My Africa Trip - 4
6/2/11 (Chronicles of 5/30/11)
So much has been happening I didn't have a moment to write from waking up to passing out at night. I guess when I last wrote we were on the bus. We drove from 5:30 AM to 11PM at night. We didn't get to the place we were staying until 1AM. About 7 of those hours were spent on the road forsaken by God and man. It was so bumpy and broken. Katie almost threw up, half the back bumper was busted off, and somewhere along the way the positive lead on the battery broke clean off. It took a solid day to fix all the battery problems. We used a taxi in the interim.
While we were trying to jump the bus at 11pm at night to take us the final mile or so, we stopped at probably the shadiest establishment I've ever entered. The cashier was behind an iron gate and fencing. The tables were moth, mosquito, and cockroach covered bench styled. All conversation stopped for a split second as every head in the place swiveled around to check out us yellowish albino folk. All the African missionaries from the Nairobi capital city said we were the first Asians they'd ever seen. We must have looked like ghosts to these people miles past the middle of nowhere.
Their specialties were fried goat and fried fish. The Africans seemed to love it, but from my perspective, the name doesn't do the horror of the reality justice. The goat was a pile of bite sized greasy bones with some steaming, stringy jerky like meat clinging to them like cement. This looked welcoming when compared to the abortion that was the fish. It was completely whole, head and all, covered in a greasy thin batter, but somehow that depth-less eye staring at me was clear as day. At least it was until the power and lights in the whole place went out. I'm pretty sure my butthole could have crushed diamond it puckered so hard in the darkness. I was waiting to get murder/raped when every one's cellphone lights flicked on and the haunting fish eye stared at me in the rock concert ambiance.
It was late and I wasn't remotely hungry. Grace and others had been handing out snacks every couple hours on the bus ride and I couldn't even eat much of that either. I so wish I could convey how funny Grace is about eating. It's totally the stereotypical, loud, heavy-accented Asian voice whenever she and the other Korean women get to talking, especially about food. "We gotta EAT!" I can't possibly do it justice in text, but I don't think she said a single thing all week that wouldn't be written with an exclamation point at the end.
Of course Katie was all about the food too. The Fanta was pretty orangy & delicious after wiping the ubiquitous dust off.
There was a guy outside this fine establishment begging. We tried to give him money but he refused and asked for food. His face looked like it had been bashed in with a sledgehammer. Seriously. Right between his awkwardly spaced, sad staring eyes was a huge squarish indention. I vaguely wondered if the fancy restaurant didn't serve his kind. I felt like I had accidentally stumbled into a black panther party when we went in and our money was still good, so I don't know.
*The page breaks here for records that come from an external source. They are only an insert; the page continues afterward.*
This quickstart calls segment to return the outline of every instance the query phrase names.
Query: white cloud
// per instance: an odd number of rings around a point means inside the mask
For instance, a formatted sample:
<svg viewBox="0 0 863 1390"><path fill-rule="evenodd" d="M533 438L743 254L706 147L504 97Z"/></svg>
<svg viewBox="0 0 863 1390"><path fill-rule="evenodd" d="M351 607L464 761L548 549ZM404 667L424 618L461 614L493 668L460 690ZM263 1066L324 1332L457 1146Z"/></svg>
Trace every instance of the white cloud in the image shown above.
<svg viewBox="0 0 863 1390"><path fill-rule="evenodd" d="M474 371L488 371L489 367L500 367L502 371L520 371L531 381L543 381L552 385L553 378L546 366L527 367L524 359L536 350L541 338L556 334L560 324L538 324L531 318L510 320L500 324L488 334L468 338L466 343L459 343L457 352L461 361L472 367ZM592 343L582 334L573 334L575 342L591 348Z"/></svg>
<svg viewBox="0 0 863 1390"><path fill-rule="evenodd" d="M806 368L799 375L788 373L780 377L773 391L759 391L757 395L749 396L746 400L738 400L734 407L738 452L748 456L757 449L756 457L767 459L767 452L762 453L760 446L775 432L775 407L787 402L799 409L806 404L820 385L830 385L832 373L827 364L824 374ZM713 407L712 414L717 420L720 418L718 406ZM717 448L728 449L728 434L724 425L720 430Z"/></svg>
I don't think I've mentioned how progressively hot it has gotten during our trip but I will probably mention it a hundred more times. It is hot and humid like the boiling level of hell. I preferred the lungs full of kicked up dust just so I could keep the bus window open on my face to stay a little cool.
The new rooms are decent, but hot like oven broiling level of hell. They sit roughly 20 ft from the sun most of the day and continue to bake through the night. The mosquito nets make it even worse. The good news is mosquitoes reportedly can't handle this Turkana heat. The bad news is neither can I.
These Turkana people are literal super heroes. They live in the hottest place I've ever been and it's just starting to be their winter time! They're lucky to have a single meal a day. Their source of water, the local river, is seasonal. Which means sometimes they get water, and sometimes they eat their dead animals until they die themselves. They've had a 2 year drought and I have no idea how they're still here or why. They have like a seven foot average height(I didn't measure, but these people are TALL). They are somehow able to suck it up and throw being the nicest, friendliest, happiest people I've ever met on top of it all. I've heard desperation lends itself for the expectation of wanton theft, but I still have yet to be exposed to any of that.